No meu próprio caso, a minha avó materna, Marcelina Raposo, era presença constante no bangalô do Monte Castelo em que morávamos, construído no início dos anos cinqüenta, e onde, mais tarde, ela veio residir, para nosso proveito. Jamais me saíram da lembrança as histórias sobre sua querida terra, Cajapió, contadas por ela enquanto se balançava numa cadeira cujos encosto e assento eram formados por lona inteiriça presa a uma estrutura de madeira que se apoiava em peças curvas e longas, apropriadas ao balanço para frente e para trás, no terraço da casa, até tarde da noite, numa época em que 9 horas da noite era muito tarde e a última novela do dia ia ao ar às 7. No rádio a válvula.
A Cajapió fui em raríssimas ocasiões.
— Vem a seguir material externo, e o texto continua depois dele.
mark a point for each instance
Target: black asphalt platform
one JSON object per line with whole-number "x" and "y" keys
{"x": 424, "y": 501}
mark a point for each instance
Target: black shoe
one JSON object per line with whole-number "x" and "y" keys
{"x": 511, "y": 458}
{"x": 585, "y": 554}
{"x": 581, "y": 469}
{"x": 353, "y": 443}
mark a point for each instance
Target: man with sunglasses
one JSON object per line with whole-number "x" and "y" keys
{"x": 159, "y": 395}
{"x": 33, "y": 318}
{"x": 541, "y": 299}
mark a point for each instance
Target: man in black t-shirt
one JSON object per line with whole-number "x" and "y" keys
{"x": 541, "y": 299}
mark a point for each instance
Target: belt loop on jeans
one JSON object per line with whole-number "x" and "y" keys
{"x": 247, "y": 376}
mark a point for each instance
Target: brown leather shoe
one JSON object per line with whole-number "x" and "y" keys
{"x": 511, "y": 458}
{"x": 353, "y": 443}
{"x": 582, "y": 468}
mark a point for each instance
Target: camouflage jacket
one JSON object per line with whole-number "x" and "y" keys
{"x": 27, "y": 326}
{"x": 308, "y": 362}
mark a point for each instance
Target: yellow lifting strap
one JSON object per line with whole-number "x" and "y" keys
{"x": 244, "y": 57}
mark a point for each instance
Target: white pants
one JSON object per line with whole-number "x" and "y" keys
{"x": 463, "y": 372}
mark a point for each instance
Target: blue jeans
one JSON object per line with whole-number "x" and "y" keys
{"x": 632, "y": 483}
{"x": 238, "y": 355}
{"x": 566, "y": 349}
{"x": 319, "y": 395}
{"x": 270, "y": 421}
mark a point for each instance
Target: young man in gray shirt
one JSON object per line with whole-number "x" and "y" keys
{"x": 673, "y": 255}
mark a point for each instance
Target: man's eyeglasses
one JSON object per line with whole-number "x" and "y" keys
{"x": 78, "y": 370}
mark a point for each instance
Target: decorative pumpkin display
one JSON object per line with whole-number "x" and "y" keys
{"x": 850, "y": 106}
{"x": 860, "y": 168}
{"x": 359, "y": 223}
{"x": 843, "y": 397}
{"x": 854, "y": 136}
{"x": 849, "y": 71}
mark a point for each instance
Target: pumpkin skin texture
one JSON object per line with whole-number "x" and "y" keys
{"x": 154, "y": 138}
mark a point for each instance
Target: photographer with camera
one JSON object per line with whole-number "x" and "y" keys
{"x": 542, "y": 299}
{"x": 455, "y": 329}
Mas eu não precisaria ir mesmo, a fim de conhecer aquele chão, pois o conhecia de muito tempo. Não o mesmo daquelas ruas empoeiradas do município rural, pequeno e pobre que mais tarde conheci e sobre o qual, ainda hoje, não tenho conhecimento íntimo embora dele tenha herança afetiva recebida de várias gerações. Houve então um choque entre a realidade e o lugar imaginário construído por mim. Eu conhecia outro Cajapió, mítico, que talvez tenha despertado em mim o gosto por histórias, como essas narradas nos bons livros, não muito diferentes das de minha avó. Eu vi quando lá cheguei pela primeira vez outro mundo, em nada igual ao imaginado. Aquele trazido por ela em seu coração até São Luís, para nos mostrar, não existia. Ou, melhor, existia, mas ela soubera da pedra e da cal dele extrair tão-só o barro de poesia que há em todas as coisas e as une.
Cajapió sempre foi para mim e sempre será os mistérios presentes nos relatos dela, de navios encantados que desfilavam majestosos ao largo da praia de Itapeua; de curas sem explicação, a não ser a da fé em Nossa Senhora; das manhas do tinhoso e seu gosto por bailes durante os quais era descoberto por causa dos pés trocados; da descoberta de crimes sem aparente solução a não ser por concessão dos santos da devoção e de muitas e muitas outras.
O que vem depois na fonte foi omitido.